The Petal Lady — her name is Wen Qing, by the way, you should probably use her name — is at 97.8% waste.
She is, in energy terms, setting fire to spirit stones and throwing them at people."
"She's also the favourite to win."
"Because she looks like a goddess destroying an army with flowers. People don't see waste. They see beauty."
"Those are the same thing," Chen Xi said, and immediately heard how that sounded, and added: "Thermodynamically."
Little Abacus wrote something in his notebook. Chen Xi leaned over to see.
The boy had written: *MC said beauty is waste. Thermodynamically. Is this what flirting sounds like for scientists?*
"That's not—"
"I'm documenting.

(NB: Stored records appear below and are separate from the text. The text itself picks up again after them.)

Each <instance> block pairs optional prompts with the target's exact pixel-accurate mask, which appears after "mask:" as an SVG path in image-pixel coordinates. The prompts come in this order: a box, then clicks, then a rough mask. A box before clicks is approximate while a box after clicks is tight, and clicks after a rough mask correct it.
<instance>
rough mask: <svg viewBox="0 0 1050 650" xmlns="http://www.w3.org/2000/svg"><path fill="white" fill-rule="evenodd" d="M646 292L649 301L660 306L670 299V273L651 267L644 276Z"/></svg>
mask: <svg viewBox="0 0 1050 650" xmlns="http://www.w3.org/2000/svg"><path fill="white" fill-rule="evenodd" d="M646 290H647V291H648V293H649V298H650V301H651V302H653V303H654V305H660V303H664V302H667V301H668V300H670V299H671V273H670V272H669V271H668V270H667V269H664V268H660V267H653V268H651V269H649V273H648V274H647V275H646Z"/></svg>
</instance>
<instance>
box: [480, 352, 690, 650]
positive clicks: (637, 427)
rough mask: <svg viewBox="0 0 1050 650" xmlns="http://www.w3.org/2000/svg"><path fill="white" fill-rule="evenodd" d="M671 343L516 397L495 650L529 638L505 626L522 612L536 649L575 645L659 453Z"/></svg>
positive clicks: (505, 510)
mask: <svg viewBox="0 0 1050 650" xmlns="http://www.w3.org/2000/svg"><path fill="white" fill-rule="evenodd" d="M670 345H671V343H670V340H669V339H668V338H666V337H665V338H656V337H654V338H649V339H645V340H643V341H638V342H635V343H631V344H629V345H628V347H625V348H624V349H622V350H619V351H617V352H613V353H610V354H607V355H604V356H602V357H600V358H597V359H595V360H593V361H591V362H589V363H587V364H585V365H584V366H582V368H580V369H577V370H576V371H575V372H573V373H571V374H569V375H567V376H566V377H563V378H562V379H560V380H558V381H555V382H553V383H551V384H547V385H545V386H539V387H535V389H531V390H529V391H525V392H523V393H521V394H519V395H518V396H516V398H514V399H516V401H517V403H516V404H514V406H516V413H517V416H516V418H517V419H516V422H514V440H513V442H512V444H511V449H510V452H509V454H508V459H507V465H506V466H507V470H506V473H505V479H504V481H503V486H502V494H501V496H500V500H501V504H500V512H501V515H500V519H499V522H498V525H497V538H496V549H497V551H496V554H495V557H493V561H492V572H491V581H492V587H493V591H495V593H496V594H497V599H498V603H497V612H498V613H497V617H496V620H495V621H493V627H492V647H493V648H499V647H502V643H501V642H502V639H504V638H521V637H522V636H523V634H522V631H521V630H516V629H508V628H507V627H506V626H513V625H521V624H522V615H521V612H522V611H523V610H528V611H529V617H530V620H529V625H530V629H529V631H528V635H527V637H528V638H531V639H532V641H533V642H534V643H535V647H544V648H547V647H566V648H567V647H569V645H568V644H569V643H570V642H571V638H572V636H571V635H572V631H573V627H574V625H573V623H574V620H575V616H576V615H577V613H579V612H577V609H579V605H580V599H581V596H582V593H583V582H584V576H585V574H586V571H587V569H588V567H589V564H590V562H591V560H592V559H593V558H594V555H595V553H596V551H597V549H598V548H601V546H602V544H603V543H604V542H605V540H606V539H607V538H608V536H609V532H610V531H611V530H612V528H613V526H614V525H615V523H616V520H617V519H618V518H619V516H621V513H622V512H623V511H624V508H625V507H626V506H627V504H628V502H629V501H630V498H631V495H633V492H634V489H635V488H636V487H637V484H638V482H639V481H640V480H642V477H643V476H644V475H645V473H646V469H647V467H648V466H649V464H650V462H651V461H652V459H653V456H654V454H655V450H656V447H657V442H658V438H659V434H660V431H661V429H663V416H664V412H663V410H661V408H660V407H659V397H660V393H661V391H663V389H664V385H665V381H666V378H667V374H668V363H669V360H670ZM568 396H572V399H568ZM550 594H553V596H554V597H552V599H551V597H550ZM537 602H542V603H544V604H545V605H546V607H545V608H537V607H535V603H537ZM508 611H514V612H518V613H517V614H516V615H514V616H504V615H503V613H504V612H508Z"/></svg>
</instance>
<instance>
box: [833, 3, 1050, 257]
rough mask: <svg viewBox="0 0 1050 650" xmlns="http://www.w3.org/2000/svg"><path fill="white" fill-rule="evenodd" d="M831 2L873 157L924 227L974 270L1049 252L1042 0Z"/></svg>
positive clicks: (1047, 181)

For posterity."
---
The semifinal bracket:
Chen Xi versus Wen Qing (Hundred Petal Cascade).
Li Wei versus a cultivator from the Northern Sword Pavilion.
The crowd wanted Chen Xi versus Wen Qing. They wanted to see whether lightning could destroy flowers.
The betting pools had shifted: Chen Xi was no longer a technical anomaly. He was the dark horse.
The odds were 3:1 against him, which Little Abacus informed him was an excellent opportunity for anyone with inside information.
"I'm not betting on myself."
"I'm not suggesting you bet on yourself. I'm suggesting I bet on you, with your permission. And a small loan."
"No."
"The expected value—"
"No."
Chen Xi was not thinking about bets.
He was thinking about the Arena's energy readings, which had been getting worse.